Wer die Pflanze als Tee genießen will, gießt zwei Gramm feingeschnittenes Goldrutenkraut mit einer Tasse heißem Wasser auf. Zehn Minuten ziehen lassen und dann abgießen. Ärzte empfehlen mehrmals täglich eine Tasse zwischen den Mahlzeiten zu trinken. Alternativ gibt es Fertigarzneimittel mit Goldrute. Gehen Sie zum Arzt, wenn die Beschwerden trotz Selbstbehandlung länger als eine Woche unverändert andauern.

Arzneikürbis gegen häufigen Harndrang

Arzneikürbis wird zur Linderung von Beschwerden bei einer gutartigen Vergrößerung der Prostata eingesetzt. Er kann den häufigen Harndrang mindern und die Gefahr einer Infektion verringern.

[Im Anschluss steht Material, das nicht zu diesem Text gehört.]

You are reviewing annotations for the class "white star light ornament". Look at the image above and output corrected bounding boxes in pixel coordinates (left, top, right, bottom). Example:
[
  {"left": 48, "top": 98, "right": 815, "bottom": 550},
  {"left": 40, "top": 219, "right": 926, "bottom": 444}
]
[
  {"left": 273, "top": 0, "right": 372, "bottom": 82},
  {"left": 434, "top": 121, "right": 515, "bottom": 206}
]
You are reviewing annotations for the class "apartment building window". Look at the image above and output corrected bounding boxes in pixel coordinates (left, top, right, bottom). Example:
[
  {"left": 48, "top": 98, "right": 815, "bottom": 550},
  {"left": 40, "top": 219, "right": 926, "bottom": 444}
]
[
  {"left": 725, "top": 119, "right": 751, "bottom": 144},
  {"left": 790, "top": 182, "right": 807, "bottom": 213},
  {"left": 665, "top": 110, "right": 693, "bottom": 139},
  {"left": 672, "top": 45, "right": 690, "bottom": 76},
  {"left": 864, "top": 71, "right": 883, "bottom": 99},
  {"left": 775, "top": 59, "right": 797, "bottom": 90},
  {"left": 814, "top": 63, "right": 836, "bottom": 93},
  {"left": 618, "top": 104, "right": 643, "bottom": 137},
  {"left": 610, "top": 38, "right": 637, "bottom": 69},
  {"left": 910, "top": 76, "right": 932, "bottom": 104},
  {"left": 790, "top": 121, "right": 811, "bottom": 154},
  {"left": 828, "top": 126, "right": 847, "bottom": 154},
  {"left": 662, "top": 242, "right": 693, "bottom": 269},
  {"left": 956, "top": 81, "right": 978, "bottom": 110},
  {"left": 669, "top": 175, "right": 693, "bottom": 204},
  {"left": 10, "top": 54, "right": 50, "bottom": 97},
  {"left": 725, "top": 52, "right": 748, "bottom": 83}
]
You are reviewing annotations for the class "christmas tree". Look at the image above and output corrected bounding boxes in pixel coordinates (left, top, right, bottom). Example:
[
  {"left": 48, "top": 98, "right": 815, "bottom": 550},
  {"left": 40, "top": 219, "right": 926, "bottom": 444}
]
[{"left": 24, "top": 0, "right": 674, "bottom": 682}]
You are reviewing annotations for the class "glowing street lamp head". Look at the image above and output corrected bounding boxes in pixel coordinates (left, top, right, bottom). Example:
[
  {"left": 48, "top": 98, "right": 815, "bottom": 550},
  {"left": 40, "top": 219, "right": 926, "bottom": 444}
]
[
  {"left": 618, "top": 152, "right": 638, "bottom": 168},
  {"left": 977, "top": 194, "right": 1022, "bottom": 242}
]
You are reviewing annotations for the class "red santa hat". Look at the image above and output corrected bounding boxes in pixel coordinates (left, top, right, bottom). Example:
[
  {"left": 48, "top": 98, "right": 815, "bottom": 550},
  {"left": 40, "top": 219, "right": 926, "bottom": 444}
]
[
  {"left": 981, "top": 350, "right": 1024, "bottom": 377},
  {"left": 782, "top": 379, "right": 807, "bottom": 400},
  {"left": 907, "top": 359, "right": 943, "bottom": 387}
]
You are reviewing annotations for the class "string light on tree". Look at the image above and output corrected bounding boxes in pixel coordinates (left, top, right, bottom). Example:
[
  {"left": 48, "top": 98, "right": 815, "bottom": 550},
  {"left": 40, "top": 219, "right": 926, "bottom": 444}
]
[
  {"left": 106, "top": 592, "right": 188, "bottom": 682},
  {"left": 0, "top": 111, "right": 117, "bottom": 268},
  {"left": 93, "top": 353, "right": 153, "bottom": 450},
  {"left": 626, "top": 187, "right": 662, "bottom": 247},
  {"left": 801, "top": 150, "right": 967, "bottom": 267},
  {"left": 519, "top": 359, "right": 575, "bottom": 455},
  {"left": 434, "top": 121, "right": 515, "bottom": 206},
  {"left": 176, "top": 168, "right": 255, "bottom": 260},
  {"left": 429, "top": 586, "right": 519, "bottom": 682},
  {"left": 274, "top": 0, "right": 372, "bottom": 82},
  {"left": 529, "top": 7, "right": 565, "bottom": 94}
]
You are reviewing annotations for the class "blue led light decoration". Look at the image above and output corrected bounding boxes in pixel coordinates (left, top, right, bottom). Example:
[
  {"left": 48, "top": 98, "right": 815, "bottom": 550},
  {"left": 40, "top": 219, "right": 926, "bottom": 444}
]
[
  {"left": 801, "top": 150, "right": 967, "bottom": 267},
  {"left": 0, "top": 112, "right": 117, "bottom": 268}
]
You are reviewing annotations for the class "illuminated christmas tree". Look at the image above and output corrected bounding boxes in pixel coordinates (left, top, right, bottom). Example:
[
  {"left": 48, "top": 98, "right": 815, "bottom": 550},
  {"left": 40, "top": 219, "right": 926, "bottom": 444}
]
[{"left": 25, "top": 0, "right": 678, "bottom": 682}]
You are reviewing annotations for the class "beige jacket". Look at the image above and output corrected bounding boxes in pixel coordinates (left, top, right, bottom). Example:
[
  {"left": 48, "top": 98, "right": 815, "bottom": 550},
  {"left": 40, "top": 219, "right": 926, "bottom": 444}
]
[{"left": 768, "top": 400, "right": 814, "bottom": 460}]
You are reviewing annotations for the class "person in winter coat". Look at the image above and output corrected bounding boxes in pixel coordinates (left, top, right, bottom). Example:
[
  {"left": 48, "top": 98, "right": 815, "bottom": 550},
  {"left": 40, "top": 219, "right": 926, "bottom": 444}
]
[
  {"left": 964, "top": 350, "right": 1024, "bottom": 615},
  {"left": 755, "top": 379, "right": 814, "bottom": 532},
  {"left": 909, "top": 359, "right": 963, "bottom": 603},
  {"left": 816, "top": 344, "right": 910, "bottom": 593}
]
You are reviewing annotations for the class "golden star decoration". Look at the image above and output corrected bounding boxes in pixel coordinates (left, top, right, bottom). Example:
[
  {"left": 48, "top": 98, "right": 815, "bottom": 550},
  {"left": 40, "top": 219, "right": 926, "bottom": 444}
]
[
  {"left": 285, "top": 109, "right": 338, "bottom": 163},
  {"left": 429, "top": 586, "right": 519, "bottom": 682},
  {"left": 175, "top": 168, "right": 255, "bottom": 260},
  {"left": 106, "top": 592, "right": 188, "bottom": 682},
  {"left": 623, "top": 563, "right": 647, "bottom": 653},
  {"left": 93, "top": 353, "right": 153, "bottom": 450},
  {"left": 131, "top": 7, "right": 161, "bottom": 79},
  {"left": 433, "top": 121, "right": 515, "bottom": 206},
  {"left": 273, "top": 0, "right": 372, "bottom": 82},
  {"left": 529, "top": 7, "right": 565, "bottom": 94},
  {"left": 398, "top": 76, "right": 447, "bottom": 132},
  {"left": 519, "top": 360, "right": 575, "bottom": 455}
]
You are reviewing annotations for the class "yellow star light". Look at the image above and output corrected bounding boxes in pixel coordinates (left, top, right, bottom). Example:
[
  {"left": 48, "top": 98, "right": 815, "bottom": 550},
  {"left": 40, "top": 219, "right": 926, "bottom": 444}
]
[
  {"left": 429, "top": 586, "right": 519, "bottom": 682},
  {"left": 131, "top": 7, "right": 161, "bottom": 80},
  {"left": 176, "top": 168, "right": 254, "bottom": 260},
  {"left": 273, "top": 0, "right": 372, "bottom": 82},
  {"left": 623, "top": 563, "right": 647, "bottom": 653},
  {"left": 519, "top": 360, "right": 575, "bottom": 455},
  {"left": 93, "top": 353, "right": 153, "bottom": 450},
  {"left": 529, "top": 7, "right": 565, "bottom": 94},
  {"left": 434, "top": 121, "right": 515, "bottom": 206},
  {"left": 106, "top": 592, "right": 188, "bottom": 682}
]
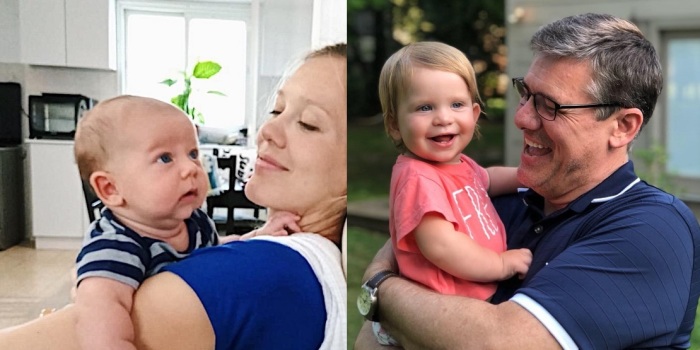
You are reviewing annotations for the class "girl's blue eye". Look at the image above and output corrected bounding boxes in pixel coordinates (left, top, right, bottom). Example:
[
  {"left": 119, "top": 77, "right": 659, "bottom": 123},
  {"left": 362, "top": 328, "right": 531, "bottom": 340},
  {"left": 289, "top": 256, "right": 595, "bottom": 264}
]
[{"left": 158, "top": 153, "right": 173, "bottom": 164}]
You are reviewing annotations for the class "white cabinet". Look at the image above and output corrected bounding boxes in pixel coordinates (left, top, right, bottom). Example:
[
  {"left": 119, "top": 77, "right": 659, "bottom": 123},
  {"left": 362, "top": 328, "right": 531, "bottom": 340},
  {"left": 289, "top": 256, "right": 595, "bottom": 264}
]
[
  {"left": 26, "top": 140, "right": 89, "bottom": 250},
  {"left": 19, "top": 0, "right": 116, "bottom": 70}
]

Die Kerne und das Öl des Gewächses enthalten mehrfach ungesättigte Fettsäuren, Mineralstoffe wie Kalium, Beta-Carotin, Vitamin E und pflanzliche Hormone.

Besonders wirksam sind die Kerne. Essen Sie morgens und abends ein bis zwei gehäufte Esslöffel mit etwas Flüssigkeit. Sie können auch ein Fertigarzneimittel einnehmen. Wie bei allen pflanzlichen Heilmitteln dauert es einige Zeit, bis eine spürbare Wirkung eintritt. Wichtig: Die Vergrößerung der Prostata beseitigt Arzneikürbis nicht. Regelmäßige Kontrollen beim Urologen bleiben daher notwendig.